Google’s servers play host to perhaps the most exhaustive cross-section of
data ever compiled. They record the whims and wants of our society in such a
mind-blowing level of detail and granularity that it is almost impossible to
fully comprehend. “Etched into the silicon of Google’s more than 150,000
servers, more likely than not, are the agonised clickstreams of a gay man with
Aids, the silent intentions of a would-be bomb maker, the digital bread crumbs
of a serial killer,” he says.

It is what he rather annoyingly refers to as the Database of Intentions.
“Google had more than its finger on the pulse of our culture, it was directly
jacked into the culture’s nervous system,” he says. “Through companies like
Google and the results they serve, an individual’s digital identity is
immortalised and can be retrieved upon demand.”

His reasoning is that with every single search request, of which there are
millions each day, Google is taking a snapshot of the desires of society. It is
an immensely powerful database, yet one which is extremely difficult to harness
– and one which Google continues to struggle with to this day. Two attempts at
harnessing that power immediately spring to mind: Google Mail and Google News.
Both are well respected and well used, but are ultimately relatively minor p
arts of the Google empire.

There is no doubt that Google has had a huge impact on the way we conduct
business and has played an integral role in the digital economy’s continued
growth, but what earns the company its revenues is one of the oldest forms of
business around: arbitration. Google buys information – in effect, customer
clicks – cheaply from third-party sites and sells them on at a profit to
corporate websites.

In truth, Google is a media organisation as much as it is a technology
company – its revenues come from advertising. “All those searches, and all those
searchers, have translated into a major business opportunity – in fact, the
fastest growing business in the history of media,” says Battelle.

But Google, it seems, wants more, and an October announcement lends more
weight to Battelle’s assertion that Google may ultimately overtake Microsoft as
the most important and most profitable company in the world. By jumping into bed
with Sun Microsystems, a high-end computer hardware and software developer,
Google has effectively pitched itself in an entirely different market. “Google
is recrafting itself from a search company to a broad-based services company,”
says software analyst Dwight Davis in BusinessWeek magazine.

The feeling is that Google wants to work with Sun ultimately to offer
software that physically resides on the internet – or, more accurately, on
Google’s servers. Companies would not buy software and then install and manage
it themselves; rather, they would rent it from the likes of Google and Sun. It
is not a particularly new idea – a few years ago, the application service
provider model tried to tap into exactly the same idea.

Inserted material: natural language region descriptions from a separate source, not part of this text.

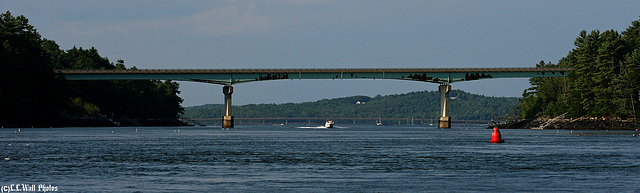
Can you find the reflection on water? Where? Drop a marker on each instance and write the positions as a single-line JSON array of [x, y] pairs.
[[303, 158]]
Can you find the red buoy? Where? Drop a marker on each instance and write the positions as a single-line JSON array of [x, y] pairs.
[[495, 136]]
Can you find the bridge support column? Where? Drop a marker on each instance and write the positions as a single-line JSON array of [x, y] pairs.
[[445, 120], [227, 120]]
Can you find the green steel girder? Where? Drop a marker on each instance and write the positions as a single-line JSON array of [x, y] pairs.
[[236, 76]]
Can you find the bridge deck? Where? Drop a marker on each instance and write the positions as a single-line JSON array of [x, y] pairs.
[[235, 76]]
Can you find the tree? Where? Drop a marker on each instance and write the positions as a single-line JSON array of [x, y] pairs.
[[29, 91]]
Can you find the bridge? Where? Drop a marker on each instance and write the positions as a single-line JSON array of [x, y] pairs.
[[229, 77]]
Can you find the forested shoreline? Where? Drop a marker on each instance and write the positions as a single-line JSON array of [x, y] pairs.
[[419, 105], [604, 85], [31, 95]]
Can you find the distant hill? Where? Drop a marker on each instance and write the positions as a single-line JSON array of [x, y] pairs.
[[420, 105]]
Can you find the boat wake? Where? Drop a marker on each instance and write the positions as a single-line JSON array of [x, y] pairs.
[[316, 127], [321, 127]]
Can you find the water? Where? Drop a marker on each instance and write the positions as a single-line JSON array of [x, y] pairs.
[[288, 158]]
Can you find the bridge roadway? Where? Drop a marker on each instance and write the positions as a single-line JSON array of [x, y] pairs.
[[229, 77]]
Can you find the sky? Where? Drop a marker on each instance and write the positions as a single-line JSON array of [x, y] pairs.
[[209, 34]]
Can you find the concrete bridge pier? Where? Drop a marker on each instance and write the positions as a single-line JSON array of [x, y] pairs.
[[227, 120], [445, 120]]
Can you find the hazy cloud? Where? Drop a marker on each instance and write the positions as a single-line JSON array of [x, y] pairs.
[[231, 19]]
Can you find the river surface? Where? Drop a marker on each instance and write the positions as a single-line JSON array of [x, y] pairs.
[[298, 158]]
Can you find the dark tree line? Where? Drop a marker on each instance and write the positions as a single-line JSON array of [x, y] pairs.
[[422, 105], [605, 81], [32, 95]]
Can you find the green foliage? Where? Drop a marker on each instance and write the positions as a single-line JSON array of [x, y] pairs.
[[604, 81], [31, 95], [29, 91], [423, 104]]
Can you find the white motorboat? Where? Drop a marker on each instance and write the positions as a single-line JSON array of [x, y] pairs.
[[328, 124]]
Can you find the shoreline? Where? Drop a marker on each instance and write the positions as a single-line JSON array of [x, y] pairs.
[[582, 123]]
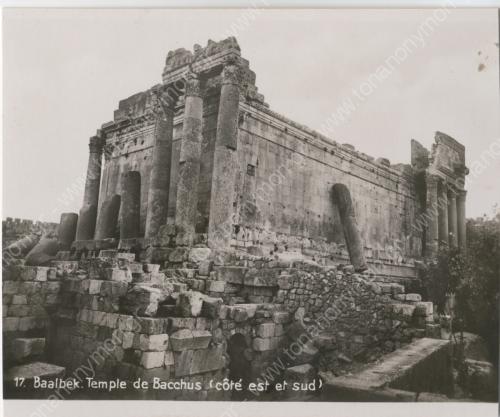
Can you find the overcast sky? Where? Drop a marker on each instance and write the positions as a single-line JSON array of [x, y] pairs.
[[66, 70]]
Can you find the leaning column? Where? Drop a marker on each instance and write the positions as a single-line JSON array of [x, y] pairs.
[[159, 184], [355, 247], [131, 205], [443, 214], [432, 233], [461, 222], [67, 229], [186, 206], [452, 218], [222, 197], [88, 214]]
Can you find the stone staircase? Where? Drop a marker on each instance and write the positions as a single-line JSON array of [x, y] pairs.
[[19, 380]]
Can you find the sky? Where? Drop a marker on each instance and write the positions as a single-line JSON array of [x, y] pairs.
[[65, 71]]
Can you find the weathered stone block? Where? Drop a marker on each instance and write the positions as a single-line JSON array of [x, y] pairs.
[[405, 310], [190, 339], [300, 373], [10, 287], [127, 323], [397, 289], [94, 286], [242, 312], [150, 325], [119, 275], [151, 268], [198, 255], [204, 268], [154, 342], [178, 255], [130, 257], [113, 289], [176, 323], [27, 323], [261, 345], [127, 340], [190, 303], [211, 307], [424, 308], [10, 324], [151, 360], [19, 299], [266, 330], [142, 300], [232, 274], [216, 286], [169, 358], [25, 347], [19, 310], [280, 317], [191, 362], [413, 297]]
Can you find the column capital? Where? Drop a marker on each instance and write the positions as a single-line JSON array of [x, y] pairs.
[[192, 85], [230, 74], [96, 144], [432, 180], [163, 100], [452, 192]]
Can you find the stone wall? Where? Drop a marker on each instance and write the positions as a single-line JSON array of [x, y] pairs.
[[284, 191], [30, 295], [14, 229], [205, 316]]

What has previously held the market back may no longer be relevant, however,
at least to Google. Historically, companies have been loathe to trust a third
party to look after their business-critical applications. The lack of trust
extended to privacy and application stability issues.

But what Google has done is to prove itself more than capable of maintaining
a mission-critical application. Perhaps more importantly, it has built up a
level of trust with a whole generation of internet users – something that
Microsoft could never boast.

One of the most important but possibly least thought of uses that Google
could make of the Database of Intentions is to have earned the public’s trust,
for with it a variety of business opportunities present themselves.

So while Battelle’s claims that Google has rewritten the rules of business
should be taken with a pinch of salt, that could well be next. Watch this space.